Laut dem letzten Korruptionsindex von Transparency International ist die Korruption auf Regierungsebene für 90 Prozent der Bulgaren problematisch. "Die Menschen haben es satt, in den schmutzigsten und chaotischsten Städten Europas zu leben, mit einer Regierung, die von Korruption statt von vernünftigen Entscheidungen geleitet wird", sagt Bonew.
Grüne Lösungen
Bonews NGO "Rette Sofia" hat ihre Unterstützung für neun der Kandidaten des Bündnisses "Demokratisches Bulgarien" (DB) erklärt. DB ist ein Zusammenschluss, zu dem auch die "Grüne Bewegung" gehört. Mit dem Einzug von DB ins Parlament nach den Wahlen im April 2020 hat Bulgarien zum ersten Mal seit den 1990er Jahren grüne Abgeordnete. Fünf der neun Kandidaten von DB, die "Rette Sofia" unterstützt, sind Vertreter der bulgarischen Grünen.
"Unsere Organisation ist ein Teil der sogenannten grünen Welle in Europa", sagt Bonew. Er ist überzeugt, dass Bulgarien und vor allem die Hauptstadt Sofia dringend grüne Lösungen brauchen. "Der Kampf gegen die Luftverschmutzung, die jedes Jahr hunderte Menschenleben in Sofia fordert, ist eine unserer Hauptprioritäten. Das andere wichtige Ziel ist die Reduzierung des Autoverkehrs, was nur durch die Bereitstellung von Alternativen klappen kann."
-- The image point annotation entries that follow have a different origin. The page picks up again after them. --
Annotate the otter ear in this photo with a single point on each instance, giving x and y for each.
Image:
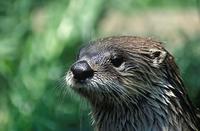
(158, 56)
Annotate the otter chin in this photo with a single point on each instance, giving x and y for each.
(132, 84)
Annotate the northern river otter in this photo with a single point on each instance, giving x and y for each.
(132, 84)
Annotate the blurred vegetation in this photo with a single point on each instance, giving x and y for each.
(39, 40)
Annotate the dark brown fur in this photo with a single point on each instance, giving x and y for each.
(145, 92)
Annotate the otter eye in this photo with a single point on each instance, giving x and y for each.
(117, 61)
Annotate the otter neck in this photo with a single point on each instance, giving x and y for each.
(153, 112)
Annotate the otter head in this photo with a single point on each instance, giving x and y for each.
(118, 69)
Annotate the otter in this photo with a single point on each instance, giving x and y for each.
(132, 84)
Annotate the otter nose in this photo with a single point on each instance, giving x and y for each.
(81, 71)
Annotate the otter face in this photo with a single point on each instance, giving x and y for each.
(107, 69)
(97, 71)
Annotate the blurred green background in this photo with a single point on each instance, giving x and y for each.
(39, 40)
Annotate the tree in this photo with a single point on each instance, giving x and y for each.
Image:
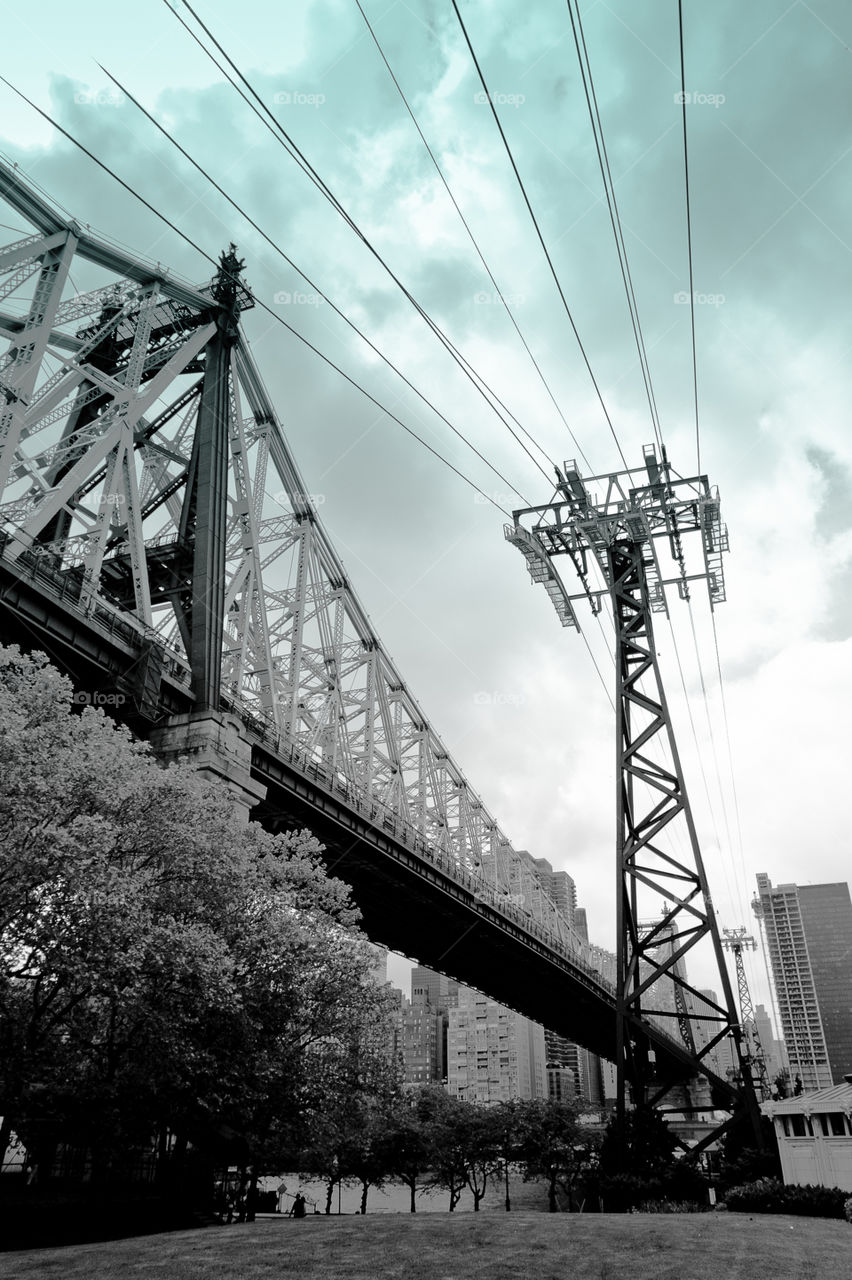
(481, 1142)
(448, 1152)
(407, 1138)
(163, 969)
(349, 1127)
(642, 1166)
(553, 1147)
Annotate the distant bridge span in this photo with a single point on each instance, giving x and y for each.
(142, 549)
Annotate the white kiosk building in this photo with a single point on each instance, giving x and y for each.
(815, 1136)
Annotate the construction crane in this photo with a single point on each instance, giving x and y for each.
(614, 529)
(738, 941)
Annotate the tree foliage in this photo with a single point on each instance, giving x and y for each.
(163, 969)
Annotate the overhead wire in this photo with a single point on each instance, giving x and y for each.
(609, 188)
(612, 204)
(537, 228)
(305, 277)
(688, 219)
(440, 173)
(284, 140)
(274, 315)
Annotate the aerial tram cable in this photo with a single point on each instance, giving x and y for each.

Nach Alternativen sucht auch der 26jährige Aktivist Daniel Yanev. Er glaubt, dass Bulgarien eine neue Generation Politiker braucht - modern, jung und unabhängig: "Bei der Wahl am 11.07.2021 unterstütze ich Kandidaten, die Experten sind und keine dubiose Vergangenheit haben". Solche Leute braucht für Yanev nicht nur die bulgarische Politik sondern auch die Wirtschaft des EU-Mitgliedslandes.